Bayesian lectures syllabus

Hamiltonian Monte CarloThis is the course page for a lecture series, ‘Bayesian inference for researchers’ that I have taught a number of times at Oxford.

The lecture slides and problem sheets for the course are here.

The material covered in each of the lectures roughly follows:

Lecture 1. Introduction to the course (lecture dates, syllabus, problem sets, group projects); the theory of inference – going from the Big World to the Small World; likelihoods defined by the boundaries of the Small World; all inference as inverting a likelihood; Classical versus Bayesian approaches to inversion; an introduction to probability distributions, and their manipulation; parts of Bayes’ rule for inference.

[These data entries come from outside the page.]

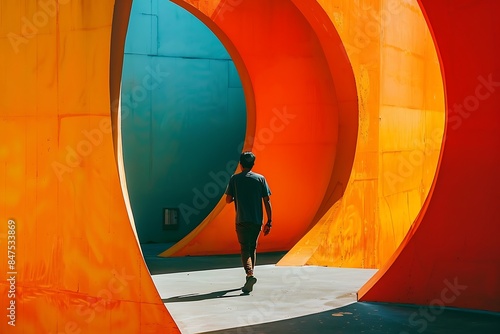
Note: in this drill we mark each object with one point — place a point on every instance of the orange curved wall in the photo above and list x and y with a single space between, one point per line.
401 122
451 255
70 272
300 97
59 181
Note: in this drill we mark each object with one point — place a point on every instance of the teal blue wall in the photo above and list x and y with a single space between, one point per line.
184 118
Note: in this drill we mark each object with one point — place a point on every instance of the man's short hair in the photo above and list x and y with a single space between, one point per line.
247 159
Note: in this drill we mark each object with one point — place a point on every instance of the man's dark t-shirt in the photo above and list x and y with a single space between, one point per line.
248 189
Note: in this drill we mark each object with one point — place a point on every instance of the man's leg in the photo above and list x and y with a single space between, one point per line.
248 235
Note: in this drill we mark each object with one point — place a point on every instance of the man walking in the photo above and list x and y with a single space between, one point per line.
249 190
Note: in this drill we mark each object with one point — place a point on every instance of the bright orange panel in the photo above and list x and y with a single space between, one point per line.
451 255
74 258
302 86
401 122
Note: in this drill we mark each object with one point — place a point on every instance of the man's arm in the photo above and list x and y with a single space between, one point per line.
269 213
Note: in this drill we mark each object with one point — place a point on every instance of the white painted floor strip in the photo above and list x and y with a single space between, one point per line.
210 300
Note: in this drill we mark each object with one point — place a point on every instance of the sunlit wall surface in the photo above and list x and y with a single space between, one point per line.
183 118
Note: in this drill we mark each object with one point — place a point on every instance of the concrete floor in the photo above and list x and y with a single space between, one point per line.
203 294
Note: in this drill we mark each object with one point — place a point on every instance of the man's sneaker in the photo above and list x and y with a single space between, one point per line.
248 287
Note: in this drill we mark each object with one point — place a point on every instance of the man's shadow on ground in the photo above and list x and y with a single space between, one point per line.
196 297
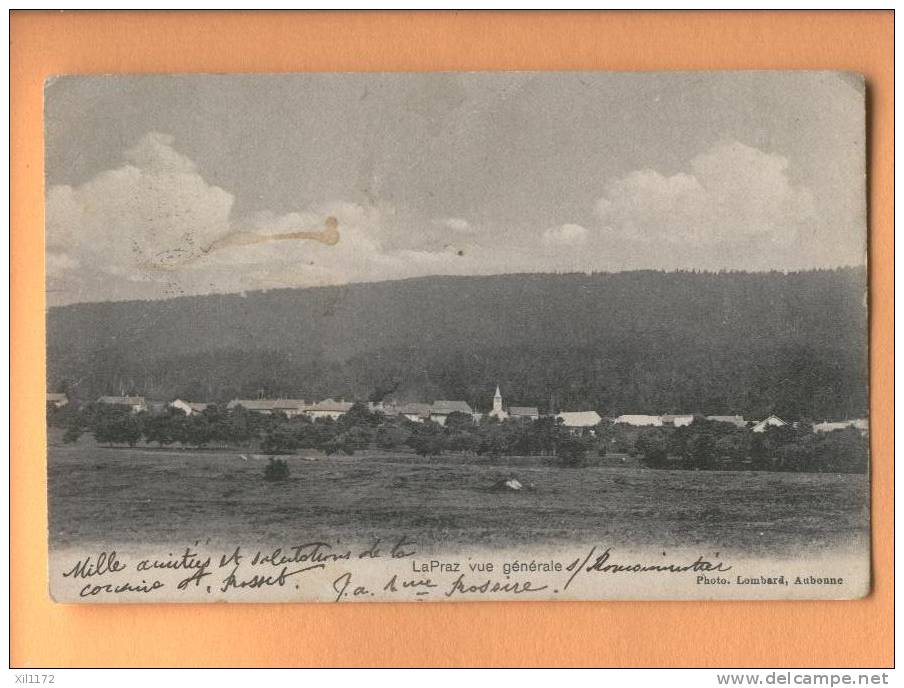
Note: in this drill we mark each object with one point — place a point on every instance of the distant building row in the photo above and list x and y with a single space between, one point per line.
439 412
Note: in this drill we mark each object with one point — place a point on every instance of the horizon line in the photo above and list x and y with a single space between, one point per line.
245 292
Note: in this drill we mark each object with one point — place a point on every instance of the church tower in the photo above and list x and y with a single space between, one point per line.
497 402
497 411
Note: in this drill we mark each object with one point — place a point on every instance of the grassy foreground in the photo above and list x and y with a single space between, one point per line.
100 495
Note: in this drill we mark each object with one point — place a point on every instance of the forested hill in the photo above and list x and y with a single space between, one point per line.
638 342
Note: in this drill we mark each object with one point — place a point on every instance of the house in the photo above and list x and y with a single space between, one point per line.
579 421
737 421
440 410
772 421
58 399
639 420
861 424
524 412
289 407
328 408
135 404
415 412
189 407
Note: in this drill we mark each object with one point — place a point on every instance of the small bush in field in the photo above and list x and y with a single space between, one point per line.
277 470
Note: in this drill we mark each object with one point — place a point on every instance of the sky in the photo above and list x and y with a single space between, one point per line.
166 185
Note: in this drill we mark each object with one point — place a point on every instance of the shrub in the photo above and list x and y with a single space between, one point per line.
572 451
277 470
73 432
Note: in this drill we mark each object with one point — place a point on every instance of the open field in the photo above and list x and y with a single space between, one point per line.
144 495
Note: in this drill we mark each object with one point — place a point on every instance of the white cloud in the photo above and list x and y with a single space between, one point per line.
732 193
565 235
456 224
130 217
144 230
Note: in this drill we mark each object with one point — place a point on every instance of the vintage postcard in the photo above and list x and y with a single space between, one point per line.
457 337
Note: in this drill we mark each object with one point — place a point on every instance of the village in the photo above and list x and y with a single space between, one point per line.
578 421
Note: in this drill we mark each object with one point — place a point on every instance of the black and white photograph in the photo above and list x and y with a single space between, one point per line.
457 336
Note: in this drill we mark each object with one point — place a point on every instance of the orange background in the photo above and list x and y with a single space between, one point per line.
795 634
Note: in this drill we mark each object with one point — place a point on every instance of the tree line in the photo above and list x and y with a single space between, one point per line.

Lecture 2. How to build a statistical model (applied example); how to use existent data to validate a model through graphical methods, and posterior predictive checks (more theory on PPCs to follow in lecture 3); the theory of priors in Bayesian inference; the illusion of ‘uninformative’ priors; prior predictive distributions; posterior point summaries – MAP, posterior median and mean; posterior interval summaries – CPI vs HDI; posterior predictive distributions; the difficulty of Bayesian statistics due to its high dimensional integrals; conjugate priors and sampling as ways round these difficulties; definition of conjugate priors; beta-binomial conjugate example.

Lecture 3. Posterior predictive checks in detail – their use as a way of checking the appropriateness of the model for any  aspect of the data; posterior predictive checks as shifting the boundaries of the Small World; recap of the difficulty of Bayesian inference – the need to calculate high dimensional integrals; the restriction of using conjugate priors; potential solutions for the difficulty – discretising the posterior, and numerical quadrature; the problem that the complexity of the aforementioned methods scales exponentially with the parameter dimensionality; an introduction to sampling through the computational die; independent sampling as a way to approximate high dimensional integrals; the difficulty of creating an independent sampler in practice – rejection sampling, inverse transform sampling, and importance sampling; the impossibility of independent sampling from the posterior in practice (in part due to the difficulty of calculating the denominator); a shift from independent sampling to dependent, which allows us to use relative posterior height, rather than absolute; the cost of dependent sampling; quantifying the cost of dependent sampling through the effective sample size (Markovian die example).

Lecture 4. MCMC as a method to dependently sample from the posterior; the Metropolis algorithm explained through toy examples; the acceptance/rejection rule, and why it works; detailed balance and chain ergodicity underpinning chain convergence to the posterior; sampling efficiency as a function of step size; adaptive MCMC; the difficulty of monitoring convergence to the posterior; problems with convergence monitoring using a single chain; using parallel chains initialised in random parts of posterior space to judge convergence; Gelman and Rubin’s R-hat; warm up period; effective sample size revisited and defined more fully; the effectiveness of an algorithm should be measured by # effective samples per second not samples; Gelman’s ‘Folk Theorem’.

Lecture 5.  An introduction to Gibbs sampling; Gibbs sampling as a specific example of the Metropolis sampler; Gibbs sampling versus Random Walk Metropolis; the problem of Random Walk Metropolis and Gibbs; an introduction to Hamiltonian Monte Carlo in Stan ; using symplectic integrators to simulate volume-conserving paths in (position, momentum) space; the revised acceptance/rejection rule; comparing the results of Gibbs with aforementioned algorithms. The following material will be mentioned in references, but will not be explicitly covered in the lectures: the problem of ‘U-turns’ in HMC; an introduction to the ‘No U-Turn Sampler’ (NUTS) used in Stan as a way of avoiding manual tuning; the problem with HMC; Riemannian MCMC as a remedy, albeit with the extra computational cost of evaluating the 2nd derivative; the problem of multimodality, and a potential solution through Adiabatic MCMC.

Lecture 6. An introduction to the Stan language; Stan’s differences versus JAGS/BUGS; Stan’s code blocks; variable declaration; access through ‘rstan’ or other Matlab/Python wrappers; live coding up a model in Stan and how to debug by print; an introduction to Shiny Stan; PPCs in Stan via the ‘generated quantities’ block; an introduction to Stan’s active Google groups forum. An introduction to hierarchical models as lying in a spectrum from complete pooling to fully heterogeneous parameters; the benefits of hierarchical modelling; shrinkage of estimators towards group mean; priors and hyper-priors; model testing in hierarchical models; parameter identification, and the importance of fake data simulation; coding up a hierarchical model in Stan and comparing it to a non-hierarchical equivalent; an introduction to the student projects.

Lecture 7. A focus on one/two case studies: fitting an ODE/PDE model using Random Walk Metropolis, and a nice hierarchical model. If we have time we will look at how to estimate a model’s out-of-sample predictive power through AIC, DIC, WAIC, LOO-CV and K-fold CV; the choice of cross-validation metric to reflect the eventual use of the model.